Photo courtesy Eva Rinaldi

Johnson spoke to the British newspaper, Express, about his feelings after his mother’s attempted suicide when he was 15. Later in his life he found himself dealing with his own depression. “I reached a point where I didn’t want to do a thing or go anywhere. I was crying constantly.” However, he added, “We both healed but we’ve always got to do our best to pay attention when other people are in pain. We have to help them through it and remind them they are not alone.”
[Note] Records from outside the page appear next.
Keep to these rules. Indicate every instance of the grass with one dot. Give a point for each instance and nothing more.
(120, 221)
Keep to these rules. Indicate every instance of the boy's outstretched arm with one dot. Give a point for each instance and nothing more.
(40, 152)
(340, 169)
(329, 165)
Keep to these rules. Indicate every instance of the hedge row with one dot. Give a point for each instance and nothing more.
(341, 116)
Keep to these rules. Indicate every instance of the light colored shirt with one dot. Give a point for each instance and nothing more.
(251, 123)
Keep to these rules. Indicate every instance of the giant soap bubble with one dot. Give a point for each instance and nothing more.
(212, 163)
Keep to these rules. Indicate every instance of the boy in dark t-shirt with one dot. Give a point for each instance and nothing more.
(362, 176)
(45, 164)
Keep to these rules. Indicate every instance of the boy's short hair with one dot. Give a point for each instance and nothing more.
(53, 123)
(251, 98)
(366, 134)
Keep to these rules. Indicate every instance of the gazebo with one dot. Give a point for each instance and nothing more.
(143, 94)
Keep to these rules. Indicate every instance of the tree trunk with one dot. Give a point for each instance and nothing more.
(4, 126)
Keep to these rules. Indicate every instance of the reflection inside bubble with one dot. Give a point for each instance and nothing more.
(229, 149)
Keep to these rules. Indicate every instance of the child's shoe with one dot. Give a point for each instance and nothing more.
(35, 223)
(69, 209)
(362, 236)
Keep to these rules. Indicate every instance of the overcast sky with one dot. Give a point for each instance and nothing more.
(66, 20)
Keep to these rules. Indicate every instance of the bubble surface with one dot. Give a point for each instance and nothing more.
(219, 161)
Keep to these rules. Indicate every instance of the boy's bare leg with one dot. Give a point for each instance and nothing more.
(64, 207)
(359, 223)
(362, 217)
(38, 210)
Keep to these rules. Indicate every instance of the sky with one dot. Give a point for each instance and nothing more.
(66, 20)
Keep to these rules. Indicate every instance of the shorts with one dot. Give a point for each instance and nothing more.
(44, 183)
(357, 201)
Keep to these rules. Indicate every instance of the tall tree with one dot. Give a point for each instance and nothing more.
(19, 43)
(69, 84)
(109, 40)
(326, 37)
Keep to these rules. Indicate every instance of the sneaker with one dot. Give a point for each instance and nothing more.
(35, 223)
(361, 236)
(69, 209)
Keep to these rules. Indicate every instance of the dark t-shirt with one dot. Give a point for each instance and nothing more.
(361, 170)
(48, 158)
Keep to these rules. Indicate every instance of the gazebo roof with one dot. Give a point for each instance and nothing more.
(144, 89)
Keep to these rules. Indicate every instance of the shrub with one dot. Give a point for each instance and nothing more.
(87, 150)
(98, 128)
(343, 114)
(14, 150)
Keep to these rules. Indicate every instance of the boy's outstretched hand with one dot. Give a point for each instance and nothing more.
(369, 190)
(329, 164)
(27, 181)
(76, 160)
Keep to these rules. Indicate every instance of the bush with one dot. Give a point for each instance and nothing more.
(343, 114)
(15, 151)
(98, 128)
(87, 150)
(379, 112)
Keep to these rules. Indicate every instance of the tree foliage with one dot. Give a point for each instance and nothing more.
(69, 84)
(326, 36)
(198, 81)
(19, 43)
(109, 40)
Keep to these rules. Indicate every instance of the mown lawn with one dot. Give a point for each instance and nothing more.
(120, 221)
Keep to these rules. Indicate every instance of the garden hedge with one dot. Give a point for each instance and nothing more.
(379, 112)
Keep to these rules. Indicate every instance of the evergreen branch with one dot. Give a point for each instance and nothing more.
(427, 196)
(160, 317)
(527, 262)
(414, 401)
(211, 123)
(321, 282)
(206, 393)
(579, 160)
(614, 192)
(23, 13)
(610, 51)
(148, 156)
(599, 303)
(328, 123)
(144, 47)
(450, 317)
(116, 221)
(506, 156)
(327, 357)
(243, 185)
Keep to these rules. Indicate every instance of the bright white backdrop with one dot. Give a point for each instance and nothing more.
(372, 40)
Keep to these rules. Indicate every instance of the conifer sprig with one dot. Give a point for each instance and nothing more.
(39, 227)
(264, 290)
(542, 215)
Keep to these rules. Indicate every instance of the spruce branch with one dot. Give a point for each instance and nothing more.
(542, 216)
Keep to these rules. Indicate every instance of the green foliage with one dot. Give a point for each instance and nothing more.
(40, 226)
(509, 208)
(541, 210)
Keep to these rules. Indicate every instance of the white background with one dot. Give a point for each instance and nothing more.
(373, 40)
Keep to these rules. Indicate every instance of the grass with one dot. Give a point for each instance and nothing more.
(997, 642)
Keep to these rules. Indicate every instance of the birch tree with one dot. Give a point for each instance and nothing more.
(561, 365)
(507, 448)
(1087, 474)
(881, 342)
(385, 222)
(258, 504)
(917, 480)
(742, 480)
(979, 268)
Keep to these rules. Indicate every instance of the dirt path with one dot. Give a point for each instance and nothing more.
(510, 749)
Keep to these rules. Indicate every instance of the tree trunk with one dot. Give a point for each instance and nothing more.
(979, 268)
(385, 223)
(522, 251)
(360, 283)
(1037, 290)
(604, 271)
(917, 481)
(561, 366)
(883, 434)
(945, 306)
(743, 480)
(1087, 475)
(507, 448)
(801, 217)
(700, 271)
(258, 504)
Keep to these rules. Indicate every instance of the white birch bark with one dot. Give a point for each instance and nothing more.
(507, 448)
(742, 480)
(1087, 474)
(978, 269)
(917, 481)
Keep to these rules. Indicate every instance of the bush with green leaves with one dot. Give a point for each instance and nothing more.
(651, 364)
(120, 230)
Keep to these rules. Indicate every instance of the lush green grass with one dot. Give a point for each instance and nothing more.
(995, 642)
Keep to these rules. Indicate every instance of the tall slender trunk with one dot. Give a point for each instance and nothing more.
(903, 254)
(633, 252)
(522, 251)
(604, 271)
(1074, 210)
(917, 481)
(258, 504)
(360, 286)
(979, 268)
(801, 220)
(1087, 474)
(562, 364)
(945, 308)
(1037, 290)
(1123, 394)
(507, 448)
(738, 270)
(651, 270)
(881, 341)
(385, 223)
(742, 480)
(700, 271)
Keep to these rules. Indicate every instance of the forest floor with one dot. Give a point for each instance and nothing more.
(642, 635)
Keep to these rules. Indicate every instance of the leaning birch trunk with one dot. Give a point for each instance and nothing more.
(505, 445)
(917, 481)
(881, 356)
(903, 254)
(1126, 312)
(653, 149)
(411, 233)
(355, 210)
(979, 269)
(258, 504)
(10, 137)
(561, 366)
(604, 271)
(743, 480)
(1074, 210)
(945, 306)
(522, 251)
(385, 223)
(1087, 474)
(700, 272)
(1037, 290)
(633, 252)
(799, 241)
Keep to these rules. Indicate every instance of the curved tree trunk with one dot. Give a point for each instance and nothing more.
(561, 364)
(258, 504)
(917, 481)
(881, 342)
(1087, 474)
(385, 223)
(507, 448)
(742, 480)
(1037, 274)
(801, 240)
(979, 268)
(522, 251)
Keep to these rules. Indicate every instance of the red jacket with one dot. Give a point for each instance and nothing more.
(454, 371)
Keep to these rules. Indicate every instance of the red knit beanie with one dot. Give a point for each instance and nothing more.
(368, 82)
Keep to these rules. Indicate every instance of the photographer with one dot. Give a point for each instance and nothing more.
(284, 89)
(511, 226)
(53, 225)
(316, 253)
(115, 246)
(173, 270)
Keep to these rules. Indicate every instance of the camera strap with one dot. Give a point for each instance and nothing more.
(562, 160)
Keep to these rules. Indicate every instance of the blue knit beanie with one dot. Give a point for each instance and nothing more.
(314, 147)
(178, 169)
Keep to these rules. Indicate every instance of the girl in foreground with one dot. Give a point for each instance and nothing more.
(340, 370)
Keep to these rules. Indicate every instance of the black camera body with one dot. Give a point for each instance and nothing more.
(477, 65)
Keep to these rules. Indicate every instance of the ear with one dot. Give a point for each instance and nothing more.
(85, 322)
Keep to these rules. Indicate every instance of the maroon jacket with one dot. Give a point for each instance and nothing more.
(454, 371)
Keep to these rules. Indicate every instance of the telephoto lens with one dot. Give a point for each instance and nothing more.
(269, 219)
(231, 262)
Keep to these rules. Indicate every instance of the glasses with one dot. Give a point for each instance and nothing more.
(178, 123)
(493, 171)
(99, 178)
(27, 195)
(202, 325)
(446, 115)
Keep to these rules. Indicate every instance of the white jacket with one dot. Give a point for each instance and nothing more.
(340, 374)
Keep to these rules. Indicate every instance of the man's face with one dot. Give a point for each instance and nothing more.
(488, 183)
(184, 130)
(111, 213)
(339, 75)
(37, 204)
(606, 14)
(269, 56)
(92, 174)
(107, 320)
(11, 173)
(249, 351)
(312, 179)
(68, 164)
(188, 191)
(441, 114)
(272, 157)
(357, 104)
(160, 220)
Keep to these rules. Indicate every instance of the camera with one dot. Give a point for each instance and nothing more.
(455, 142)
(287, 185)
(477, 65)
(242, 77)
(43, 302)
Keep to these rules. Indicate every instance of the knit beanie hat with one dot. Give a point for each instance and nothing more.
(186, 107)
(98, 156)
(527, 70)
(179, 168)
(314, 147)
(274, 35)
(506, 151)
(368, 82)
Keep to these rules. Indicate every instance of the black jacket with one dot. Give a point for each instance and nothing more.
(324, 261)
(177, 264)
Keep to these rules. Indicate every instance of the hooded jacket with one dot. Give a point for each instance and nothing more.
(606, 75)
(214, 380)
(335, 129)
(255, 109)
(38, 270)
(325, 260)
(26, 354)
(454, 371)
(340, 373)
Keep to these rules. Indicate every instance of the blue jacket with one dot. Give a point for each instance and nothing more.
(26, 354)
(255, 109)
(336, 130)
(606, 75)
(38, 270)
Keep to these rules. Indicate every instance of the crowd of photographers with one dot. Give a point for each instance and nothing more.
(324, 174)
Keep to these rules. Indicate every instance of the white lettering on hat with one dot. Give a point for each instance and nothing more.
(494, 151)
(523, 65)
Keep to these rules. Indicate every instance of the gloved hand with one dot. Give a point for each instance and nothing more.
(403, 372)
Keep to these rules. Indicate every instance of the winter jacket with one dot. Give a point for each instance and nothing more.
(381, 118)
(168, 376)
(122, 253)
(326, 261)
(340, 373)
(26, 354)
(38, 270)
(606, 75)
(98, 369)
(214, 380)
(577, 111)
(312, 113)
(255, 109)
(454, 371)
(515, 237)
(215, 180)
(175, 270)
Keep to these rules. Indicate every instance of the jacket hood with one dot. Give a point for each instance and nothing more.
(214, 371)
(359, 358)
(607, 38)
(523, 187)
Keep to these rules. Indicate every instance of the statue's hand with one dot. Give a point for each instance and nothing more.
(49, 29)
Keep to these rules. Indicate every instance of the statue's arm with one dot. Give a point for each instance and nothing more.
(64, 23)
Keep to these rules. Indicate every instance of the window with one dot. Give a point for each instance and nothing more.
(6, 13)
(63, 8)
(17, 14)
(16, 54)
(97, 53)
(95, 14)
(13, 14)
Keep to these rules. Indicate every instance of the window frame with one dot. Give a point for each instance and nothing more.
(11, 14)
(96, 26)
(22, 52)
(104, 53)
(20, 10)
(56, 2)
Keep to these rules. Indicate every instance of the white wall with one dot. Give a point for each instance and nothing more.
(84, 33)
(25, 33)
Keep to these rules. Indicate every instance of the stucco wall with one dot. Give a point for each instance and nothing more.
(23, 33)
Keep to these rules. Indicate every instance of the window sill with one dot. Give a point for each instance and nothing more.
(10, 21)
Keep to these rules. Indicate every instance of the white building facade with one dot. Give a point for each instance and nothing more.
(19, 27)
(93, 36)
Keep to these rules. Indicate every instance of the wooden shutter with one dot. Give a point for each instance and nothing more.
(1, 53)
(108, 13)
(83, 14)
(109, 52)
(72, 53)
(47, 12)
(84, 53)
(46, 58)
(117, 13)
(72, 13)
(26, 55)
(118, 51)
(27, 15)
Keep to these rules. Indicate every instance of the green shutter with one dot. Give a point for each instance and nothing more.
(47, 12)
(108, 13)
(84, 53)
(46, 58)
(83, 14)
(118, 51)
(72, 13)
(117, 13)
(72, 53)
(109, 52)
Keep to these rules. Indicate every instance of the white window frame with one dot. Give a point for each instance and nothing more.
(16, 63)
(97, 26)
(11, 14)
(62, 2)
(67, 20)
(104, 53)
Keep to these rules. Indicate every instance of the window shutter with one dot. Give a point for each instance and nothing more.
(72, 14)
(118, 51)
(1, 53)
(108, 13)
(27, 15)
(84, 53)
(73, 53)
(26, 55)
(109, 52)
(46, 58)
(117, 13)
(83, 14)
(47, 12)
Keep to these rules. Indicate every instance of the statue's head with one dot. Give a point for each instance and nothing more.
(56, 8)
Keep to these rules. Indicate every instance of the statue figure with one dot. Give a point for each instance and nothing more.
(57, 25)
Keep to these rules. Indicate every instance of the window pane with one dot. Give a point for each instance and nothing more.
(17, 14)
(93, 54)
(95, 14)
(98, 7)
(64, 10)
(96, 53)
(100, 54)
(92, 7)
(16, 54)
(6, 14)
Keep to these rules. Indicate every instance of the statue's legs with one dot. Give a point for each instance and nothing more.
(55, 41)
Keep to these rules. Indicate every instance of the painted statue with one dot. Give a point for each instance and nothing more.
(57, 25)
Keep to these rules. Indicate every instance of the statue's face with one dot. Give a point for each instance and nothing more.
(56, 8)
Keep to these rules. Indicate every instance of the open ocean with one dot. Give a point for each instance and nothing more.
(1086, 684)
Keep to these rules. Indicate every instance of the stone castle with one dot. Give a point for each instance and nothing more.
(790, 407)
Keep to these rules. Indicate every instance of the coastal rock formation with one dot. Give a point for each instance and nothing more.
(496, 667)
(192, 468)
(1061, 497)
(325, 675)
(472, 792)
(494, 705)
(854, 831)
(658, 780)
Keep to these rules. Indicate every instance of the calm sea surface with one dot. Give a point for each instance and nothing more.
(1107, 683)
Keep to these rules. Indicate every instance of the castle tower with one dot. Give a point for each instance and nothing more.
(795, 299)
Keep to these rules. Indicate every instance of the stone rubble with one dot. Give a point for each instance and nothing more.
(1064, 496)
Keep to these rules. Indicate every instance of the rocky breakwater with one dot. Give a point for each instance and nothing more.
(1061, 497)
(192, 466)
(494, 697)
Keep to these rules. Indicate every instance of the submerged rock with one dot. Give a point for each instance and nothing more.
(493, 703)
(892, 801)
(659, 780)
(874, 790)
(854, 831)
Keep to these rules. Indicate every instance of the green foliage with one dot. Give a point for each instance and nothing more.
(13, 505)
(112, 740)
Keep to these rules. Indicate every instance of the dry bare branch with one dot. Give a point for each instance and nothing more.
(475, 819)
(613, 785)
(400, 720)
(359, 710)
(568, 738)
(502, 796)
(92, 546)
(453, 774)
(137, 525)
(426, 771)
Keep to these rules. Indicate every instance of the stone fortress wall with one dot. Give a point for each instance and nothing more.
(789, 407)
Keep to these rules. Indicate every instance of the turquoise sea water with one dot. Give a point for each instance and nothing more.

Since coming out about his experiences with suicide and depression, Phelps has toured the country seeking to help others. In a recent interview with CBS News, he said that he has learned, “It’s OK to not be OK….And for me, the most important thing was just opening up and talking about it, communicating about it, asking for help.”

Photo courtesy of David Shankbone

Carey spoke to People magazine about her fight with bipolar disorder. She admits that she avoided addressing her mental health for the longest time fearing the revelation would end her career. However, Carey was inspired by other celebrities coming out and thought she might be able to help people by sharing her story. She told People “I’m just in a really good place right now, where I’m comfortable discussing my struggles with bipolar II disorder. I’m hopeful we can get to a place where the stigma is lifted from people going through anything alone.”

I’ve always believed that the more people who speak out about an illness, especially one as stigmatized as depression, the less they fear it and those who experience it. Having celebrities, and especially those at the top of their fields, such as Johnson, Phelps, and Carey, speak about their experiences can allow others to feel more comfortable in knowing they’re not alone with their mental illness.

When individuals and families such as you and I share our stories with friends and family, they can see that average people they interact with have this illness. The reach of celebrities in our culture is far greater than most of us will ever have. When they speak out, it allows for more families to hear about and understand these illnesses. In doing so it comforts those of us who deal with bipolar disorder and depression to know we’re not alone. It also reduces stigma amongst friends and family who may see individuals they respect sharing the same diagnosis as those they love.